How to get best results with the OCR -feature

On 01/18/2011, in How to..., Mac, News, by Tuomas Rasila

Thank you all for the feedback and questions you’ve sent us!
Many have had issues getting the OCR to recognize the text properly and some users didn’t find the app to produce what they expected.

DSLR How to get best results with the OCR  feature

Take the photos with at least 5 Mpix camera, if good OCR results are wanted.

Issues with low-res photos

The biggest issue is clearly the low quality of the original photo that users have tried to run the OCR with. We’ve asked some users to send us the photo they’re trying to run the OCR to. Just like we expected, the resolution have been more or less 72 dpi, which is not good enough for the Tesseract OCR.

The DocScanner Mac’s OCR feature is meant for high-resolution photos, taken in 5 Mpix or greater quality.

In short, if you want good results with the OCR feature, please run it on High quality, min. 5 Mpix photos. You might want to use the edit panel to fine tune the photo, before running the OCR. The OCR’d text resets, if you edit the photo in DocScanner Mac after the initial run, so you’ll just need to click the “OCR” -button again.

font samples How to get best results with the OCR  feature

Different fonts on OCR

Some fonts and font sizes are difficult for the Tesseract OCR to give correct results. Most commonly users have had issues, when tried to run the OCR on texts, that has really small font size. The best results come with clear text with a font size of approximetly 10-12 pt.

The easiest fonts to recognize for Tesseract OCR are the grotesque (Roman or Sans-serif) font families, such as Arial, Hevetica or Futura. As the Antiqua (Serif) fonts are better for human eye to read, they’re not so good for the OCR.

DS ocr illustr web How to get best results with the OCR  featureHow does it work?

The DocScanner uses Tesseract OCR to search characters in images. The system recognizes the fixed static shape of the character – more accurate statement would be, “guessing” the character from a shape. The OCR’s current state in general isn’t 100% accurate, even on the most clear images.

DocScanner enhances the images before running the OCR, so it would be easier for Tesseract OCR to recocgnize the text correctly. Although the text in some photos are too difficult for a correct result, thus it gives gibberish instead. We’re constantly developing the image pre-treatment process for getting more accurate OCR results.

When using DocScanner Mac, users have an option to run the OCR for individual pages or choose to automatically run OCR on every imported page (from the preference panel).
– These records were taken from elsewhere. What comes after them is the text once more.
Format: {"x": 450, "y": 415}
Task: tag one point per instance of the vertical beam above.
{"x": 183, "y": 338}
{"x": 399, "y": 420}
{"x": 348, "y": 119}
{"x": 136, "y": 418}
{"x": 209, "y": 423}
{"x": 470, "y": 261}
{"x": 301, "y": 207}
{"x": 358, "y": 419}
Once the OCR has been ran, users may view the results by clicking the OCR -button again, or by clicking the mouses right button for the “View OCR” -option. You may also copy the text from this view to your favourite text editor and make changes to the text.

app store How to get best results with the OCR  feature

 

2 Responses to How to get best results with the OCR -feature

Please note: If you have a support request, please contact support

  1. Mathias says:

    How do I even USE the OCR? Tried dragging a PDF in, nothing happened. Tried exporting it, nothing happened. It might be “as simple as drag and drop”, but I’m starting to believe that it’s because nothing else actually happens. If it does, some kind of status bar would be good, just to give a little feedback.

    So, if I want some text recognized, how do I get it to work?

  2. Gretchen says:

    Need to ask a question and I’m not sure I’m in the right place, but here goes…

    I am interested in scanning photos from old magazines.

    From what I have read, the process would be photograph the image with a digital camera, have Docscanner magically convert image to pdf.

    Then would I be able to select and copy image from the pdf and convert to a jpg?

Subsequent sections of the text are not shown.